# katalog z kontrolą wersji - Time Machine

## m1k0

Uprzedzam, będę gdybał  :Wink: 

Tak sobie wymyśliłem, że bardzo pomocnym dla mnie byłoby mieć w posiadaniu taki specjalny katalog, do którego mógłbym wgrywać i "nadpisywać" różne dokumenty, projekty.

Ale cały bajer polegać miałby na tym, że chciałbym posiadać możliwość odzyskania dowolnej poprzedniej wersji dokumentu. Ot taka przezroczysta dla usera i podpięta pod katalog kontrola wersji, np. Subversion.

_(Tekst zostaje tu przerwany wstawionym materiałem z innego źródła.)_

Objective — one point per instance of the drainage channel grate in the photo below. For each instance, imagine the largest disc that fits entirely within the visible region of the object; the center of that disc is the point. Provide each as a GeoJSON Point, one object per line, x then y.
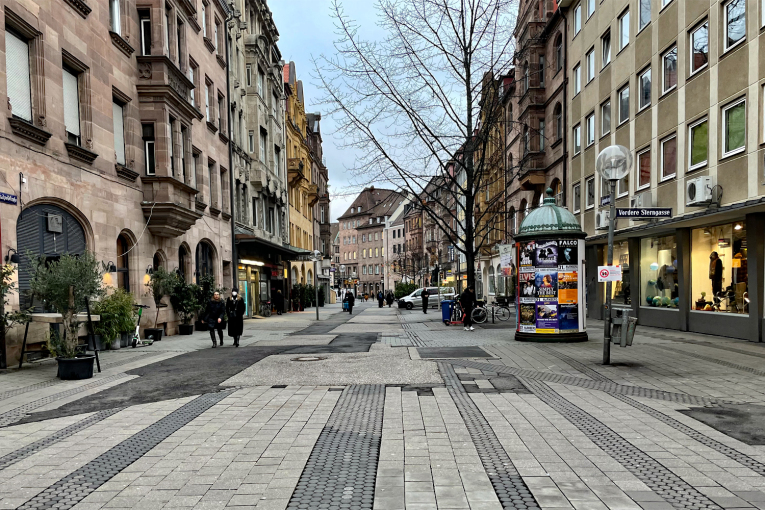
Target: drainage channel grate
{"type": "Point", "coordinates": [32, 448]}
{"type": "Point", "coordinates": [511, 490]}
{"type": "Point", "coordinates": [726, 450]}
{"type": "Point", "coordinates": [74, 487]}
{"type": "Point", "coordinates": [673, 489]}
{"type": "Point", "coordinates": [342, 467]}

Czy ktokolwiek słyszał, czy ktokolwiek wie o takim rozwiązaniu dla naszego Linuksika?

----------

## SlashBeast

Gdzieś widziałem wersjonowany filesystem, ale za cholere nie moge sobie przypomnieć jego nazwy.

----------

## largo3

Może Wikipedia będzie pomocna.  :Smile: 

----------

## quosek

hmmmmmmm - fajny feature, ale nie wyobrazam sobie tego - pomyslcie o wydajnosci (w przypadku zapisow diffow) i puchnieciu filesystemu (o ile jeszcze dane tekstowe mozna zapisywac w razie cos jako diffy [wg mnie glupawe rozwiazanie, ale ...], to danych binarnych nie wyobrazam sobie inaczej niz dopisanie kolejnej wersji). i najprostszy przyklad na wywalenie takiego filesystemu - uzyszkodnik zaposuje film, a nastepnie lekko go modyfikuje  :Wink:  totalna sieczka.

----------

## ch4os

A nie lepiej jakies repo? svn? git? tyle do wyboru.

----------

## TBH the lolmaker

Jest taki program, nazywa się rdiff-backup i doskonale sprawdza się do tego zadania które Cię ciekawi  :Wink: 

co więcej, od pół roku stosuję go z powodzeniem do backupowania dysku, i muszę przyznać że nigdy mnie nie zawiódł  :Wink: 

jak chcesz żeby Ci z tym pomóc coś to PM

----------

## quosek

to jezeli chodzi o kopie przyrostowe danych katalogow (z glownie plikami tekstowymi - chocby /etc) robione w okreslonym czasie (a nie po kazdej zmianie - czego moze chciec autor watku) to ja proponuje backup-manager (jest w portage jakos ~x86) - robi kopie przyrostowe co okreslony czas, co okreslony czas robi kopie pelna. Ma mozliwosc wrzucania na ftp, przez ssh i wiele innych opcji.

----------

## Crenshaw

Mysle ze powinienes obejrzec to:

http://en.wikipedia.org/wiki/Versioning_file_system

L

----------

## matiit

Jest jeszcze flyback, robi kopie wybranych katalogów i je można przywracać... nie wiem czy Cie zadowoli, do backupowania całego systemu jest bardzo dobry.

----------

## TBH the lolmaker

flyback jest przypadkiem już martwy?

----------

## matiit

No już od dawna nie ma wersji nowszej jak 0.4.0

w następnej mieli dopisać interfejs openGL... 

Ale podstawowe zadania spełnia wersja 0.4.0;

----------

## m1k0

Dziękuję za te liczne odpowiedzi. Jak zauważamy, temat jest istotny.

Za Waszą pomocą natrafiłem na ZFS - on jest wielki.

Polecam krótką lekturę

ZFS: The Last Word in File Systems

Ale nie jest to takie szybkie, ale coś za coś  :Smile: 

----------

## SlashBeast

ZFS w Linuksie? Chyba tylko po tym marnym porcie na fuse...

----------

## m1k0

A czemu takie zdziwienie? Wszak jest OpenSource, ma zgodność z POSIX-em. To chyba wystarczy?

Może dziś nie jest kompletnie ale będę kibicował ZFS-owi. Jak wspomniałem, no jest wielki.

----------

## SlashBeast

Open Source tak, ale jest na licencji CDDL więć nigdy go nie zobaczymy w kernelu, no chyba, że SUN będzie go np. podwójnie licencjonował.

----------